AMP - Associação Médica do Paraná — Prova 2020

Enunciado

O choque é um estado de hipoperfusão orgânica que leva a metabolismo anaeróbico, morte celular e níveis elevados de lactato na corrente sanguínea. Sobre esta patologia, avalie as seguintes asserções e a relação proposta entre elas. I) A infusão de cristalóides para o tratamento do choque hipovolêmico está associado com uma resposta inflamatória exacerbada e com síndrome do compartimento abdominal. PORÉM; II) Permite aumentar a oferta de oxigênio ao tecido hipoperfundido, diminuindo assim a produção de lactato.

Alternativas

  1. A)  As duas assertivas são proposições verdadeiras, e a segunda é uma justificativa corretada primeira.
  2. B)  As duas assertivas são proposições verdadeiras, mas a segunda não é uma justificativacorreta da primeira.
  3. C)  A primeira assertiva é uma proposição verdadeira, e a segunda é falsa.
  4. D)  A primeira assertiva é uma proposição falsa, e a segunda é verdadeira.
  5. E)  As duas assertivas são proposições falsas.

Pérola Clínica

Infusão excessiva de cristaloides no choque hipovolêmico pode causar SCA e inflamação, e a melhora da oferta de O2 nem sempre é garantida.

Resumo-Chave

A ressuscitação volêmica com cristaloides no choque hipovolêmico visa restaurar a perfusão, mas a infusão excessiva pode levar a edema, síndrome do compartimento abdominal e exacerbação inflamatória. Embora o objetivo seja aumentar a oferta de oxigênio e reduzir o lactato, a eficácia pode ser limitada em alguns contextos ou com microcirculação comprometida.

Contexto Educacional

O choque hipovolêmico é um estado de hipoperfusão orgânica grave, caracterizado pela redução do volume intravascular, que leva a metabolismo anaeróbico e acúmulo de lactato. A ressuscitação volêmica com cristaloides é a pedra angular do tratamento, visando restaurar a pré-carga cardíaca e, consequentemente, o débito cardíaco e a perfusão tecidual. É uma condição crítica que exige reconhecimento e intervenção rápidos para evitar a disfunção e falência de múltiplos órgãos. A infusão de cristaloides, embora vital, deve ser cuidadosamente monitorada. A assertiva I destaca que a infusão, especialmente se excessiva, pode estar associada a uma resposta inflamatória exacerbada e ao desenvolvimento de síndrome do compartimento abdominal, devido ao edema generalizado. A assertiva II, considerada falsa pelo gabarito, sugere que a infusão não permite aumentar a oferta de oxigênio ao tecido hipoperfundido e diminuir a produção de lactato. Embora o objetivo fisiológico da fluidoterapia seja exatamente esse, a falsidade da assertiva pode residir na ideia de que a melhora da macrocirculação nem sempre se traduz em uma melhora efetiva e suficiente da microcirculação e da oxigenação celular, ou que outros fatores limitam essa resposta. Para residentes, é crucial entender o equilíbrio entre a necessidade de fluidos para restaurar a perfusão e os riscos de sobrecarga volêmica. A monitorização hemodinâmica e do lactato é essencial para guiar a fluidoterapia, buscando otimizar a oferta de oxigênio sem induzir complicações. A meta é a ressuscitação guiada por metas, individualizando a abordagem para cada paciente e evitando o "over-resuscitation" que pode ser tão prejudicial quanto a hipovolemia.

Perguntas Frequentes

Quais são os riscos da infusão excessiva de cristaloides no choque?

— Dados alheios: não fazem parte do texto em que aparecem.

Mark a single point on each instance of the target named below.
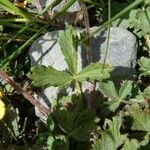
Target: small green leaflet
(131, 145)
(10, 7)
(95, 71)
(140, 21)
(42, 76)
(144, 66)
(68, 44)
(77, 125)
(141, 118)
(115, 98)
(111, 139)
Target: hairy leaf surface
(68, 44)
(94, 71)
(42, 76)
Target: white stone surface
(121, 54)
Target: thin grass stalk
(108, 35)
(20, 27)
(120, 14)
(31, 22)
(56, 16)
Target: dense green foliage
(120, 116)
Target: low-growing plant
(107, 117)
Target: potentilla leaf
(68, 44)
(95, 71)
(114, 99)
(42, 76)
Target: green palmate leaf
(109, 90)
(68, 44)
(106, 142)
(131, 145)
(77, 125)
(144, 66)
(147, 2)
(95, 71)
(48, 76)
(141, 118)
(112, 138)
(125, 90)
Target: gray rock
(121, 54)
(73, 8)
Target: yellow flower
(2, 107)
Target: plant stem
(29, 97)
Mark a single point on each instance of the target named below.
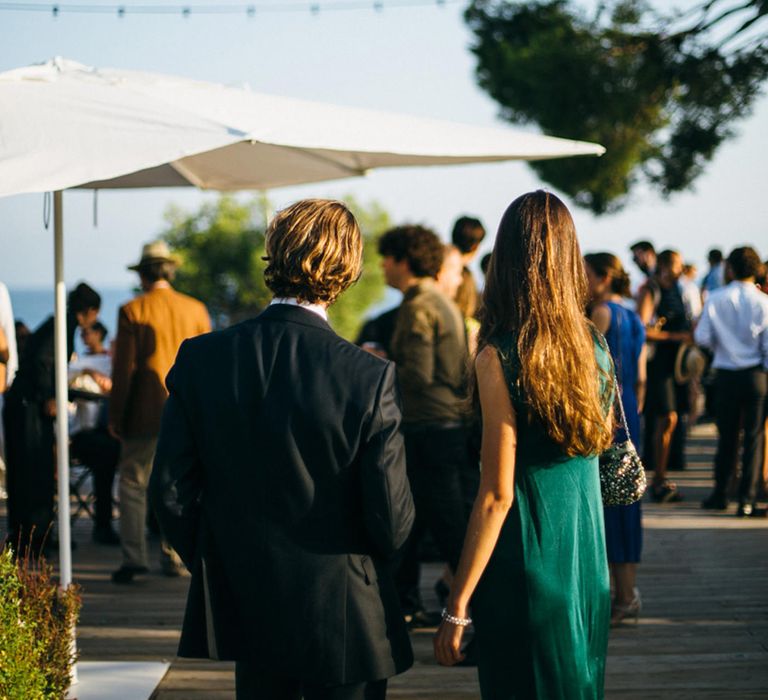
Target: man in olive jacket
(280, 480)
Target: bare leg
(624, 582)
(665, 428)
(627, 603)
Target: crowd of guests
(520, 379)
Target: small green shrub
(37, 619)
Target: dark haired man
(644, 256)
(734, 325)
(467, 235)
(91, 442)
(150, 329)
(429, 348)
(280, 479)
(662, 309)
(715, 277)
(29, 412)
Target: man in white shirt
(734, 325)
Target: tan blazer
(150, 330)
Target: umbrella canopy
(67, 125)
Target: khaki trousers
(136, 457)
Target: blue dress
(625, 336)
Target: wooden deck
(703, 632)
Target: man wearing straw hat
(150, 330)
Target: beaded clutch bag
(622, 476)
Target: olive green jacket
(429, 347)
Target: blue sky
(411, 60)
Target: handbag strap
(617, 399)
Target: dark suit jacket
(280, 480)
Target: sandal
(666, 492)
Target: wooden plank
(703, 632)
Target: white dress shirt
(318, 309)
(9, 328)
(734, 325)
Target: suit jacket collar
(294, 314)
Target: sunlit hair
(744, 263)
(314, 251)
(536, 289)
(605, 264)
(665, 259)
(420, 246)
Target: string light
(250, 10)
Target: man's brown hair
(421, 247)
(744, 263)
(314, 251)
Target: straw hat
(154, 252)
(690, 363)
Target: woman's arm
(494, 498)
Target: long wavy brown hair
(536, 289)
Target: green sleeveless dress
(542, 606)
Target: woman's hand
(447, 643)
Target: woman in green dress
(534, 562)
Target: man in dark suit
(280, 480)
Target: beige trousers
(136, 457)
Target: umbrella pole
(62, 425)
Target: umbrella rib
(326, 159)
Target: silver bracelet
(460, 621)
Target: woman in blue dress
(625, 333)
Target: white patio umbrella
(65, 125)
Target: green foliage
(660, 101)
(36, 624)
(221, 247)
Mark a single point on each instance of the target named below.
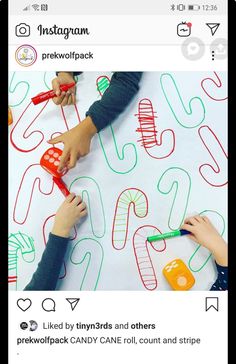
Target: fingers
(77, 200)
(73, 98)
(83, 213)
(73, 160)
(55, 140)
(70, 197)
(65, 99)
(56, 86)
(205, 218)
(188, 227)
(63, 160)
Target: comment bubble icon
(49, 305)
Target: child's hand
(68, 214)
(63, 98)
(203, 232)
(76, 143)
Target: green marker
(171, 234)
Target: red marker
(50, 162)
(44, 96)
(61, 186)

A infusão excessiva de cristaloides pode levar a edema pulmonar, edema tecidual generalizado, acidose hiperclorêmica, disfunção orgânica e síndrome do compartimento abdominal, exacerbando a resposta inflamatória.

Como o lactato se relaciona com o choque hipovolêmico?

O lactato é um marcador de hipoperfusão e metabolismo anaeróbico. Níveis elevados indicam que os tecidos não estão recebendo oxigênio suficiente, e sua monitorização é crucial para avaliar a resposta à ressuscitação.

Qual o objetivo principal da fluidoterapia no choque hipovolêmico?

O objetivo principal é restaurar o volume intravascular e a perfusão tecidual, melhorando a entrega de oxigênio aos órgãos e revertendo o metabolismo anaeróbico, com o intuito de diminuir a produção de lactato.